La Bible parle bien de la puissance de Dieu, mais elle n’évoque pas sa « toute-puissance », c’est-à-dire une puissance qui s’exercerait de façon absolue. L’Eglise des premiers siècles a repris un mot grec « Pantocrator » pour qualifier le Christ, mais Pantocrator ne veut pas dire « celui qui peut tout », mais plutôt « celui qui tient tout dans sa main » (He 1, 3). La traduction de cette notion par « celui qui peut tout : tout-puissant » a rendu le mauvais service de faire croire que Dieu, tel un magicien ou un sorcier, pouvait faire à la limite tout et n’importe quoi, et traverser autant qu’il le voudrait ma liberté. Cette mauvaise traduction conduit à croire Dieu comme celui qui nous domine d’en haut, alors qu’au contraire, « puissant » veut signifier que Dieu nous sauve, c’est-à-dire qu’il nous prend dans ses mains pour nous relever.

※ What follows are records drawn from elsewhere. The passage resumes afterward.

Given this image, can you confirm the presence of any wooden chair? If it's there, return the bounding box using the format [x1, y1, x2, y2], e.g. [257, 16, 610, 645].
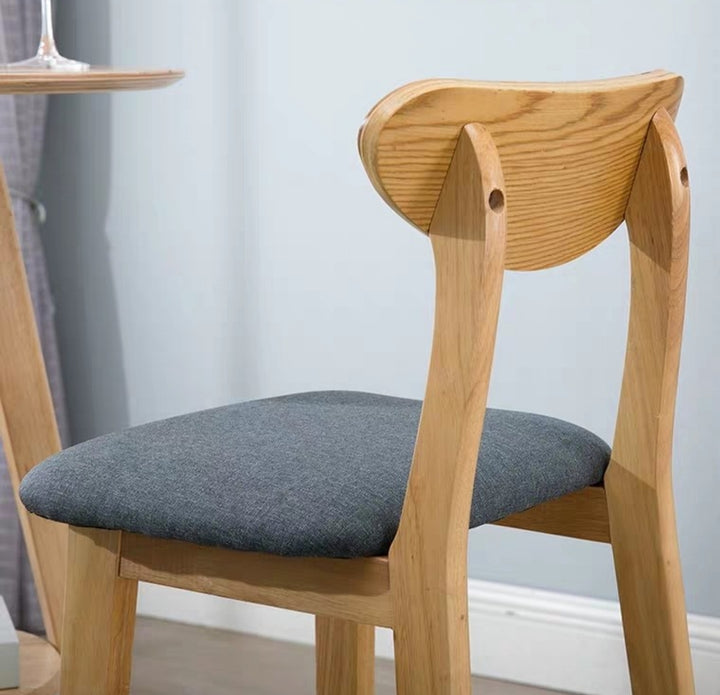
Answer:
[0, 71, 694, 695]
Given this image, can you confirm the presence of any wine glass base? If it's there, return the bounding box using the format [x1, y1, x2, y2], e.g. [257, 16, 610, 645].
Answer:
[0, 54, 90, 72]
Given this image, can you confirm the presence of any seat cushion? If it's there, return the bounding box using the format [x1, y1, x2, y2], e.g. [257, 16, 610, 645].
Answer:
[20, 391, 610, 557]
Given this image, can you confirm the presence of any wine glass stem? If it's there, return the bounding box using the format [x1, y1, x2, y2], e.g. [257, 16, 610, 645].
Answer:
[38, 0, 57, 56]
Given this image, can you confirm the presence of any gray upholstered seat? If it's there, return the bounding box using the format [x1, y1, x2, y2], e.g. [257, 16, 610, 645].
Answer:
[20, 391, 610, 557]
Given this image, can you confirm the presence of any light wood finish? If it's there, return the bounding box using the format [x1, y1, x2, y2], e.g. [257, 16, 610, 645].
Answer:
[315, 617, 375, 695]
[60, 527, 137, 695]
[360, 71, 682, 270]
[120, 534, 393, 627]
[0, 632, 60, 695]
[0, 68, 185, 94]
[495, 486, 610, 543]
[605, 111, 695, 695]
[0, 167, 67, 647]
[5, 72, 693, 695]
[130, 618, 557, 695]
[0, 69, 183, 649]
[389, 124, 505, 695]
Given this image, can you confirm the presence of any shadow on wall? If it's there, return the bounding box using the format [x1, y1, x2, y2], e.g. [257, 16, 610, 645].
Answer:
[39, 0, 129, 442]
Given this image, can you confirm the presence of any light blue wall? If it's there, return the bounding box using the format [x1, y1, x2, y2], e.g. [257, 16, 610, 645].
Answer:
[43, 0, 720, 616]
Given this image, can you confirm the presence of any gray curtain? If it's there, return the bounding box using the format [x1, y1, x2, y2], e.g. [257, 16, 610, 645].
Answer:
[0, 0, 67, 632]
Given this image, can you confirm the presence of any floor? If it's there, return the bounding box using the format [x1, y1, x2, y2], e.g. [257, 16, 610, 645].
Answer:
[131, 618, 568, 695]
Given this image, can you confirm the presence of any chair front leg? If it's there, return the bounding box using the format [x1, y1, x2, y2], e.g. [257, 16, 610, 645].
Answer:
[315, 616, 375, 695]
[60, 527, 137, 695]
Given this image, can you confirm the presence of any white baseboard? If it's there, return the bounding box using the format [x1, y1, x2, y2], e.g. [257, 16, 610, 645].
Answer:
[138, 580, 720, 695]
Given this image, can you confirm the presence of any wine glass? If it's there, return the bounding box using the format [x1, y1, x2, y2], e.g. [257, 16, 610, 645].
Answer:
[0, 0, 90, 72]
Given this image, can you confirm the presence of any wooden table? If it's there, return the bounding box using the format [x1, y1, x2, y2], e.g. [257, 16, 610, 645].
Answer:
[0, 68, 183, 695]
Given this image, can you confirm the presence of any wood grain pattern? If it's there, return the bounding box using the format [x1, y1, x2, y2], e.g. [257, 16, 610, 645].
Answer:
[315, 617, 375, 695]
[359, 71, 682, 270]
[0, 167, 67, 648]
[389, 124, 505, 695]
[0, 632, 60, 695]
[120, 534, 392, 627]
[0, 67, 185, 94]
[60, 527, 137, 695]
[0, 69, 183, 649]
[605, 110, 695, 695]
[495, 487, 610, 543]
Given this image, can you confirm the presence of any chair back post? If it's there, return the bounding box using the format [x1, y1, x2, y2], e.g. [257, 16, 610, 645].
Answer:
[389, 124, 506, 692]
[0, 162, 67, 648]
[605, 109, 694, 695]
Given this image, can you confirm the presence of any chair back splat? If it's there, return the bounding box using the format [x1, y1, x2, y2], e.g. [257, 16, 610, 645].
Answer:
[359, 70, 683, 270]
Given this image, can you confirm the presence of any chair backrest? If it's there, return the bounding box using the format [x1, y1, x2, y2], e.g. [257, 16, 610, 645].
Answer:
[359, 70, 683, 270]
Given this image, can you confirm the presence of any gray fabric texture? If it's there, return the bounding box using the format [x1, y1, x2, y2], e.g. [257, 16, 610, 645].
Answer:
[20, 391, 610, 557]
[0, 0, 67, 632]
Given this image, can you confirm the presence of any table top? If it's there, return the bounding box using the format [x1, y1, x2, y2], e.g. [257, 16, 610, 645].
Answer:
[0, 67, 185, 94]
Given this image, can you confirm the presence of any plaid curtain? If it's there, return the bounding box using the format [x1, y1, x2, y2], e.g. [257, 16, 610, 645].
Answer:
[0, 0, 67, 632]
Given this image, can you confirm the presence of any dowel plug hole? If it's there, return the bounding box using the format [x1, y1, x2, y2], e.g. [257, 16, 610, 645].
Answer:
[488, 188, 505, 212]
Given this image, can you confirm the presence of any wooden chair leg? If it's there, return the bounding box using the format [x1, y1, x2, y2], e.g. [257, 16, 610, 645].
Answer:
[606, 467, 695, 695]
[315, 616, 375, 695]
[60, 528, 137, 695]
[393, 593, 472, 695]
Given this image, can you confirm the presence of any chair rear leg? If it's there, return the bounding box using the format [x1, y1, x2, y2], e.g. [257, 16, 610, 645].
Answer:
[60, 528, 137, 695]
[315, 616, 375, 695]
[605, 466, 695, 695]
[393, 587, 472, 695]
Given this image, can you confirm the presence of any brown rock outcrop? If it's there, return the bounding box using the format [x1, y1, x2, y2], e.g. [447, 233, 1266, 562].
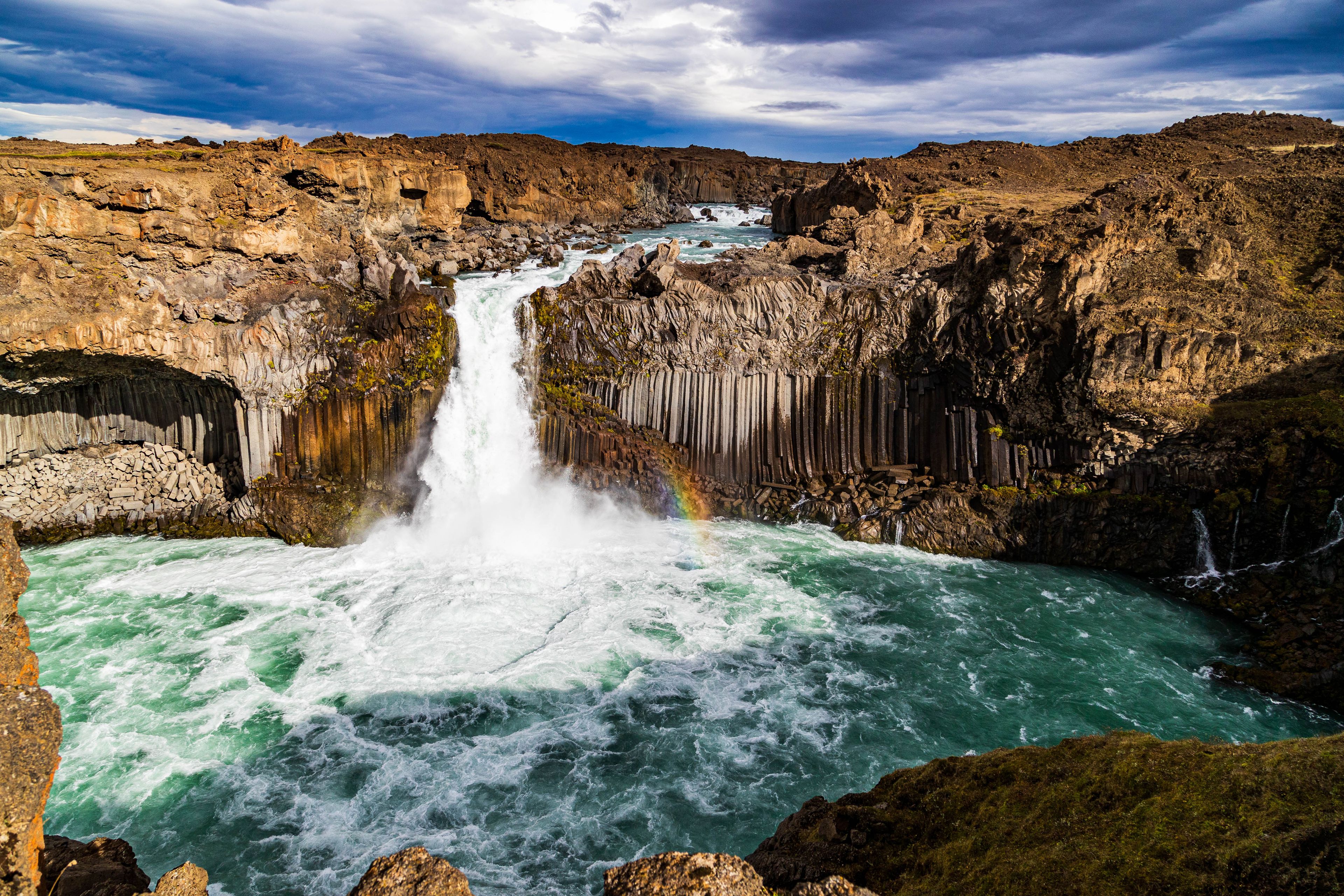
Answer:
[155, 862, 210, 896]
[309, 134, 836, 227]
[0, 134, 833, 544]
[349, 846, 472, 896]
[602, 853, 769, 896]
[42, 834, 149, 896]
[532, 115, 1344, 702]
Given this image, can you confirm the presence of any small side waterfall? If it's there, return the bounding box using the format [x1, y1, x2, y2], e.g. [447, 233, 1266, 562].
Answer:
[1194, 510, 1218, 575]
[1278, 504, 1293, 561]
[1316, 494, 1344, 553]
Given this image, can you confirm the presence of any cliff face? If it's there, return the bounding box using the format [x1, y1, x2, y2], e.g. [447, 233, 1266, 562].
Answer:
[310, 134, 836, 226]
[0, 134, 812, 544]
[532, 115, 1344, 701]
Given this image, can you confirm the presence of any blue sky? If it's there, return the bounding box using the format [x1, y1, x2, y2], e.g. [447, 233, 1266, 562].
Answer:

Quand la puissance de Dieu se déploie, écrit saint Paul (2 Co 12, 9-10), ce n’est pas dans la force, mais dans la faiblesse. C’est pourquoi, dans ce passage de St Jean où Jésus semble redouter cette heure, celle de sa mort, je crois que nous avons un excellent exemple de la puissance de Dieu. La toute-puissance du Christ, elle se manifeste là, sur la croix. C’est en mourant que le Christ va triompher de la mort. La toute-puissance du Christ, elle est dans son abandon devant l’épreuve qui s’avance. Mais un abandon qui n’est pas défaitisme, Jésus ne baisse pas les bras, il assume jusqu’au bout les épreuves et la mort. Pourtant, Jésus n’a rien d’un fanatique suicidaire. S’il assume la perspective du martyr, ce n’est pas par choix, mais parce qu’il se trouve que cette situation lui arrive comme la conséquence d’une fidélité sans faille. Il se trouve que sa logique d’amour pour tous les hommes l’a conduit jusqu’à la croix. Son désir de donner de lui-même, l’a conduit jusqu’à cette extrémité : donner sa propre vie. Elle est là la toute-puissance de Dieu ! C’est d’être allé jusqu’au bout. Jésus n’a pas jeté l’éponge. Voilà pourquoi l’évangile affirme que par la croix le Père glorifie son Fils. Et il le glorifie encore chaque fois que nous croyons que sa puissance d’amour est non pas un outil magique pour nous faire échapper aux épreuves, mais que cette puissance d’amour, c’est Dieu lui-même qui nous accompagne dans nos épreuves. Oui, parce que par la croix, Dieu nous a devancé. Et quelle puissance il a ainsi manifesté ! Alors oui, Jésus est ce grain de blé qui tombe en terre et qui meurt pour que jaillisse en germe cette force de vie, cette puissance de résurrection, cette victoire sur la mort pour lui et pour chacun de nous.
Prenons quelques instants pour contempler le Christ sur la croix. Et si dans chaque célébration où nous entendons dire de Dieu qu’il est tout puissant nous pouvions penser à la croix, alors nous aurons compris que Dieu n’est puissant qu’en amour, parce qu’il s’est fait vulnérable avec nous sur un chemin d’humanité. Mais par lui, Dieu nous en relève. Amen.